I think a good model must be relatively simple, (something you could explain the logic of in a few sentences) based on a real world example or phenomenon and should accurately reproduce the phenomenon. Langton's ant strikes me as an extremely interesting model, but ultimately one that has little other value. Other models we have looked at, like the traffic model and the flock of birds, have more potential use in explaining real world phenomena. Certainly langton's ant, the game of life, and CA are interesting and potentially very useful, but it is harder to see how these models can be used as more than a sort of "proof of concept" showing that yes, emergence does exist. I think if emergence is to gain acceptance as an important way of looking at and understanding the world we should be modeling things that actually occur and looking for the simple rules that can produce them.

natsu's picture

Yes I agree

I agree that it is important for a model to have some application to real world phenomena. But as it has been mentioned during our class discussion, the best way for models to be used in explaining emergent phenomena is to show that very simple models can explain real world phenomena on a surprisingly accurate level, because what underlies a lot of the very complex things we see are actually quite simple. At least in my mind, it's when a model shows us that, that I get that "Wow!" feeling.

natsu's picture

Some clarifications

Just to clarify, I didn't mean to say that I think that everything in the world is actually really simple. I just wanted to say that I think good models are those that can provide a different way of thinking about the complex phenomena we see. Like the ant colony model. I really like that one because it demostate the idea that there may be some organization, that can actaully be modelled by a relatively simple model, that underlies what appears to be randomness.  

Lauren's picture

the element of surprise

While I agree with Natsu and Jess that simpler models tend to be clearer (and easier to implement!), I think it goes beyond that. Regardless of the complexity of the functions that go into making it, a "good" model is one that can mislead you into thinking that you know what is going to happen...and then throw you for a loop. The element of surprise is key because this is what makes a viewer want to go back and explore the model (and its idiosyncrasies) further.

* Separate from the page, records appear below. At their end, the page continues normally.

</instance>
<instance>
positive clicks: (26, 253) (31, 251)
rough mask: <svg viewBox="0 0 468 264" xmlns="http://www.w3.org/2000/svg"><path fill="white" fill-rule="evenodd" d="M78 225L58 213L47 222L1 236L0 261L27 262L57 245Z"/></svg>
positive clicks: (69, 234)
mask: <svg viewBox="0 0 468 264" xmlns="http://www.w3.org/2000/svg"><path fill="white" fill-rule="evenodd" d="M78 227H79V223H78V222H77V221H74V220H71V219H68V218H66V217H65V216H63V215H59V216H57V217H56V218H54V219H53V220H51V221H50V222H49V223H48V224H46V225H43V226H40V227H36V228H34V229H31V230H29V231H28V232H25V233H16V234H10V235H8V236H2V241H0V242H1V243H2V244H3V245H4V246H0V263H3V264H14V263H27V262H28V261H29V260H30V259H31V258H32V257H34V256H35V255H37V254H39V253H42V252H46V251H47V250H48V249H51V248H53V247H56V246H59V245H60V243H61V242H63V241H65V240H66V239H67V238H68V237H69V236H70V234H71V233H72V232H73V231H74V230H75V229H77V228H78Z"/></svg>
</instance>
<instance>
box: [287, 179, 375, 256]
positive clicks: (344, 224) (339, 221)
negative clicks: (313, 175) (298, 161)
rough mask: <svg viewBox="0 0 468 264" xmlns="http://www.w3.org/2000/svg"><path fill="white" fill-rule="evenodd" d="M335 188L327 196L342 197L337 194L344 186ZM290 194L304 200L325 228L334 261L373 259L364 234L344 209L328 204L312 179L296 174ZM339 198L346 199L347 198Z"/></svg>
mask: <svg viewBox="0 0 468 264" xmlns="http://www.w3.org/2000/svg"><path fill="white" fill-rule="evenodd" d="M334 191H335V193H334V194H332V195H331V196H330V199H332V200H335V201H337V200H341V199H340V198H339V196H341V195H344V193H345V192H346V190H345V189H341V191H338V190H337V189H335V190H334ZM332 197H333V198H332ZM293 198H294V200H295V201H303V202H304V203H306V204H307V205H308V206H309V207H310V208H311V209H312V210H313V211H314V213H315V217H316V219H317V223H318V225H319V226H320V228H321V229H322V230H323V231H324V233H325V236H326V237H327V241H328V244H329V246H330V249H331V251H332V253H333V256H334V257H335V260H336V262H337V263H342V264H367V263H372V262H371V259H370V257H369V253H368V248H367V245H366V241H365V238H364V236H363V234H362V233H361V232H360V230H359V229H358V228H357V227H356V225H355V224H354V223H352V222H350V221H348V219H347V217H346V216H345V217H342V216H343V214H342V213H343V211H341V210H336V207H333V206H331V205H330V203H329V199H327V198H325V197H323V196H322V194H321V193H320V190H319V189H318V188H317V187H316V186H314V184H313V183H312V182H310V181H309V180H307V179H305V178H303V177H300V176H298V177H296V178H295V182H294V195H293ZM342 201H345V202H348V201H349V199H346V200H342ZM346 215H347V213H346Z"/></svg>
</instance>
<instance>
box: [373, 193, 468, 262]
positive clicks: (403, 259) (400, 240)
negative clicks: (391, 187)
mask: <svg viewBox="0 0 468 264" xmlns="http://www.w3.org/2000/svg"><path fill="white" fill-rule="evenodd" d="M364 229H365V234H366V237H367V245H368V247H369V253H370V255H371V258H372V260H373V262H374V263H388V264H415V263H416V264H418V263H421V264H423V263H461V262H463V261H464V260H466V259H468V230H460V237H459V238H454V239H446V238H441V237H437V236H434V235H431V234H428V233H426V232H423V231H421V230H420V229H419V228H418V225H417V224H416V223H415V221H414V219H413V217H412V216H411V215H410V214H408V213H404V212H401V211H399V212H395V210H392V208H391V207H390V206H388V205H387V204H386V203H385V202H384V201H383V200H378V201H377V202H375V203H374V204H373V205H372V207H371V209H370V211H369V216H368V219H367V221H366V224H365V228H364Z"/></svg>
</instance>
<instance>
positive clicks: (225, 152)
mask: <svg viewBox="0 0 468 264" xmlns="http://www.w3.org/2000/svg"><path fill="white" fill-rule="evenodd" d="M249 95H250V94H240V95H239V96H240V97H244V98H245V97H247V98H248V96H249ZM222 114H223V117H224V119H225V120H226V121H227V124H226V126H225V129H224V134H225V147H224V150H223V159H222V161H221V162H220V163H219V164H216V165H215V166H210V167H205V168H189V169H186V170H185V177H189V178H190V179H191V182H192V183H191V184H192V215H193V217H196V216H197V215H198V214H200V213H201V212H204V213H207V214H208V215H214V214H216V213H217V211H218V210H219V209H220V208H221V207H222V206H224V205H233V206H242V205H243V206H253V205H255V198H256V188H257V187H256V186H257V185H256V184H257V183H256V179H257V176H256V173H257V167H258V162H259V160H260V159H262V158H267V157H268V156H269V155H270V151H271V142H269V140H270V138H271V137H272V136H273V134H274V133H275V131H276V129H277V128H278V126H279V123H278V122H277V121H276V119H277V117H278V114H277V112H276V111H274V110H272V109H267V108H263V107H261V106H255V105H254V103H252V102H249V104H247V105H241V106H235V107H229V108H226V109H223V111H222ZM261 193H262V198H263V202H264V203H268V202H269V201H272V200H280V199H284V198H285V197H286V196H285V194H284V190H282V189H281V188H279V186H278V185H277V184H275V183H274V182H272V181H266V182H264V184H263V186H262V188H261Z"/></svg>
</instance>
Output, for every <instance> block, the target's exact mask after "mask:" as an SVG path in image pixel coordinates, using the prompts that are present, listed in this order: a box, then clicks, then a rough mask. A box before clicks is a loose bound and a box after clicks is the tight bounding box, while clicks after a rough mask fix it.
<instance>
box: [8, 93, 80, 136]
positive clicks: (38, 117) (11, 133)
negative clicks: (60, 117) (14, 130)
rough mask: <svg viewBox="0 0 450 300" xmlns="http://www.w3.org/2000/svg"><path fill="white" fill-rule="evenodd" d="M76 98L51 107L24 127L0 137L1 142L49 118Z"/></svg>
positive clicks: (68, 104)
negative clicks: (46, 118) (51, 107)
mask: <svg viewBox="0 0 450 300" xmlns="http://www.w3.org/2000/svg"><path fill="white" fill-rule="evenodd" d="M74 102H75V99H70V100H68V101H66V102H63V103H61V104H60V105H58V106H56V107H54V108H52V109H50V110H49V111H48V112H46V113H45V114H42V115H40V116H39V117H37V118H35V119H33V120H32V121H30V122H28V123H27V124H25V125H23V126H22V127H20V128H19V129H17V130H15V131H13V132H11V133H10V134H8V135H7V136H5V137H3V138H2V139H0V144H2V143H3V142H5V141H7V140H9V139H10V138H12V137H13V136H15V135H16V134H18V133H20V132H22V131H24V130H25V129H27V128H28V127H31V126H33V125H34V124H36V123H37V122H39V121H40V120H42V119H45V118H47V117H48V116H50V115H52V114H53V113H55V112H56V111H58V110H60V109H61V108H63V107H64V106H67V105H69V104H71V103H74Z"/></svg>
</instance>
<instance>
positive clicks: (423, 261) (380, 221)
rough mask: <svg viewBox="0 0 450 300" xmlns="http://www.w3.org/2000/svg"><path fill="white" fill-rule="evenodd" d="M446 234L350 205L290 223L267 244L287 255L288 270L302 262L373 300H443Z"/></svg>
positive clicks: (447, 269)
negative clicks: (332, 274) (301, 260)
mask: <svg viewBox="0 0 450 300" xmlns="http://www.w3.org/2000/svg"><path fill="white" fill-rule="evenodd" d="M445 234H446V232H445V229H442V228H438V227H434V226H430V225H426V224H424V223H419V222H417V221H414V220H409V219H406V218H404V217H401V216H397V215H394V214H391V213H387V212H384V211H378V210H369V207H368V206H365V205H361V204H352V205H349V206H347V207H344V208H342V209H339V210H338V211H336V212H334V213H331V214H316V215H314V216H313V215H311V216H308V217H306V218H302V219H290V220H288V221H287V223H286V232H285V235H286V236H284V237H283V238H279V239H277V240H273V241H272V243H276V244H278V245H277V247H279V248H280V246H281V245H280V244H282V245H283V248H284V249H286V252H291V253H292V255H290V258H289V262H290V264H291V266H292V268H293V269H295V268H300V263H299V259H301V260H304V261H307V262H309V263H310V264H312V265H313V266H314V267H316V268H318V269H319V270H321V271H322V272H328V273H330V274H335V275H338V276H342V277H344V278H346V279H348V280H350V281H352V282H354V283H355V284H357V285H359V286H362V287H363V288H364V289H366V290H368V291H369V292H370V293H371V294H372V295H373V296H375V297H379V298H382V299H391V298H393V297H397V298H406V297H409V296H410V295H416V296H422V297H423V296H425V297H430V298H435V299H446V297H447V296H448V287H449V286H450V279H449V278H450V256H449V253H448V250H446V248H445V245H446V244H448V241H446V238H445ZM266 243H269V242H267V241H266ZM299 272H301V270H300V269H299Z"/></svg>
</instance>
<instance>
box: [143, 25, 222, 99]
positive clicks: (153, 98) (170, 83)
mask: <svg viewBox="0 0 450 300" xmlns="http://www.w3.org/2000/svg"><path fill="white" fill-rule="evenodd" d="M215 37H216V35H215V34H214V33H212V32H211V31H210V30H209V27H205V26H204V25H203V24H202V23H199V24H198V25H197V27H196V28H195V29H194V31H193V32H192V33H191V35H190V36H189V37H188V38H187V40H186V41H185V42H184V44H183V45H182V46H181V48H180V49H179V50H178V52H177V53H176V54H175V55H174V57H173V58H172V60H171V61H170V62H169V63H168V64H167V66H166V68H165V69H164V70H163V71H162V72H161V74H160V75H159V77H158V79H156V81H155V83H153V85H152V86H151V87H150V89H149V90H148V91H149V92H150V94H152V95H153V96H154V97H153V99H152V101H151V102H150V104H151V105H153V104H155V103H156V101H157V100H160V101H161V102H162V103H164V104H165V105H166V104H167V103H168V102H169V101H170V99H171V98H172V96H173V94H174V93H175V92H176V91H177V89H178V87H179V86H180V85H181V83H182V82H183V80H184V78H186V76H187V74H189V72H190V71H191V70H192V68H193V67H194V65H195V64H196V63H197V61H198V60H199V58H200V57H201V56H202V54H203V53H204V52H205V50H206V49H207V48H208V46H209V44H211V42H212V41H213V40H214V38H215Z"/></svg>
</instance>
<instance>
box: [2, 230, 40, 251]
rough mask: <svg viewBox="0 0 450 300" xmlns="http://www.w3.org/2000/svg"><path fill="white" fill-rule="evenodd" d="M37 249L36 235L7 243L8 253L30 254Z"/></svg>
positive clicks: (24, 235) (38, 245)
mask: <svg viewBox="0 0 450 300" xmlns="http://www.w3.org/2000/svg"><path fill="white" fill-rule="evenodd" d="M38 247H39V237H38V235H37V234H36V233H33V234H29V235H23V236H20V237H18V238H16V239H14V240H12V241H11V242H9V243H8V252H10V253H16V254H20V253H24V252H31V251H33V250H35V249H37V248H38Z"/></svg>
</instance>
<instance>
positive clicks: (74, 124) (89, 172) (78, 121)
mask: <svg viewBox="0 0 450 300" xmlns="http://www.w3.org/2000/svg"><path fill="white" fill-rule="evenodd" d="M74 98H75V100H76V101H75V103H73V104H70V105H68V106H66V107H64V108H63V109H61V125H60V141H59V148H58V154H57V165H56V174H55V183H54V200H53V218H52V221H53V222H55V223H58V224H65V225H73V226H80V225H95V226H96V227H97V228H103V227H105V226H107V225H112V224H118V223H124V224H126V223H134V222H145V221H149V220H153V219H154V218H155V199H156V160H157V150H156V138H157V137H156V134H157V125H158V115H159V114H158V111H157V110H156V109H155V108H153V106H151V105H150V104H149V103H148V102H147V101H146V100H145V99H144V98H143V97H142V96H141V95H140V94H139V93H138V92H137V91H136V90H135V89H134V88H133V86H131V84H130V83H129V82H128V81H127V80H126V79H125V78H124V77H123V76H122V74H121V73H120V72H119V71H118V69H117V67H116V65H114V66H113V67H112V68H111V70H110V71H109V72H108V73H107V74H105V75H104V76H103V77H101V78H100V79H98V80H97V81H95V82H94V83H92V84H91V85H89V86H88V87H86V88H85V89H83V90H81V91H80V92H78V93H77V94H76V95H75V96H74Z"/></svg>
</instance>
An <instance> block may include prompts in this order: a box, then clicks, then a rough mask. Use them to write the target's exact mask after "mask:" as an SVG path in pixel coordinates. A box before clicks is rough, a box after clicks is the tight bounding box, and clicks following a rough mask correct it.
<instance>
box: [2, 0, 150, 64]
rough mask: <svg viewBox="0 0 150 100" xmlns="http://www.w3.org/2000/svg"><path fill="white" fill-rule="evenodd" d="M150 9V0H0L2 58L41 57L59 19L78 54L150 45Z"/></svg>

Langston's Ant works so well because both viewers' predictions for the model AND their self-realizations of their own knowledge are proved to be faulty. Now that's "wow" factor.

natsu's picture

good models = clear

I'v really enjoyed looking at the multiple models in the net logo model library so far. Even after seeing so many, I still think my favorite is langton's ant. I think that the reason for why this is becasue it is so simple and clear.Still, after a while it makes you amazed and inspired. It doesn't require a lot of explanation, the model kind of explains itself.

Jessica B's picture

Variables everywhere!

I agree. The models that have a dozen variables, while potentially interesting, tend to scare me off. If I knew exactly what they were trying to express, I might enjoy them more, but as it is I tend to be afraid of touching any of the variables. Also, if a model has too many variables, it's hard to see which one is making which changes. So while I, personally, might not go as simple as langton's ant, I do think that the variables and such should be kept to a minimum.